A Coral employee found a glitch in the company’s computer system that allowed him to place bets after events had finished.
In a scene straight out of “Back To The Future”, the member of staff managed to win more than £40,000 ($50,821) by using the scam.
Time-travel method
Gavin Thompson, who worked at Coral’s shops in Scotland’s Dundee and Forfar, found a malfunction in the company’s computer system that allowed players to place bets after results were known.
Thompson used the scheme to amass £40,300 over a period of less than three months. During a preliminary hearing, it became apparent that he had been earning up to £1,000 ($1,270) per shift using the method he had discovered.
The ex-employee gave his friends money to place bets on fixtures that had already concluded, and the scam ran for a three-month period between October 2015 until January 2016.
Thompson pleaded guilty to two charges of fraud as a result. He was released on bail and sentencing has been delayed by Dundee Sherriff Court until September 2018 while a social work background report is carried out.
Internal investigations at Coral
According to fiscal depute, Saima Rasheed, Mr Thompson discovered the glitch in Coral’s computer system in the summer of 2015.
She said: “He began to ask customers and friends to place bets in the Dundee and Forfar stores on his behalf and he would provide them with stake money.
“In January 2016 a regional risk assessor with Coral carried out an audit of payout made at the Forfar branch. It was discovered there was a problem with the computer system which allowed bets to be retrospectively placed for events that have passed, by changing the sport type when inputting the bet on to the system.”
The assessor who was conducting the audit at the branch then discovered a total of 64 bets that had been placed using the glitch, all of which had been processed by Mr Thompson.
A further 55 bets had been placed using the same fault at the Dundee branch, with a loss there totaling £22,800 ($28,968).
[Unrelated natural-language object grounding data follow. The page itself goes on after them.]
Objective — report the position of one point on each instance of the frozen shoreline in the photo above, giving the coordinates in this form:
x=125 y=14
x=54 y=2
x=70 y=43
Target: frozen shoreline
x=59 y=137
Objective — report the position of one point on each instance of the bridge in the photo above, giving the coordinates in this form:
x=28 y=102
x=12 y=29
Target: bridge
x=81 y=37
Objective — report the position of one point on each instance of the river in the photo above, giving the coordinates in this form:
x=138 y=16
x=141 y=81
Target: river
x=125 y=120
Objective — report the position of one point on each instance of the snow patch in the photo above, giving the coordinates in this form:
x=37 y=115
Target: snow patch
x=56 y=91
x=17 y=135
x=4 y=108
The loss at the Forfar branch amounted to £17,500 ($22,234).
History of problem gambling
The formal Coral staff member was suspended by the company back in January of 2016 following the investigation and was later questioned by police. The court heard that Thompson had in fact been facing issues with a gambling addiction, that started around the time of the birth of his daughter.
According to Ms Rasheed, Thompson said he “didn’t realize it had got so bad”.
“He stated there was a glitch and he was going through a bad period of gambling and found it an easy way to get money back.”
The court heard he spent all the money he obtained in gambling machines and casinos. When informed that he was sometimes going away with around £1,000 per shift, Thompson explained he found the flaw and saw it as a way to make back some of the money he had lost to his addiction.
Thompson said when he found the glitch he used it to his advantage, and when asked why he involved customers, he said it was to cover his tracks.
The fiscal depute told the court that the defendant had confessed to finding the glitch, using it to his advantage and admitted involving some Coral customers in the scam.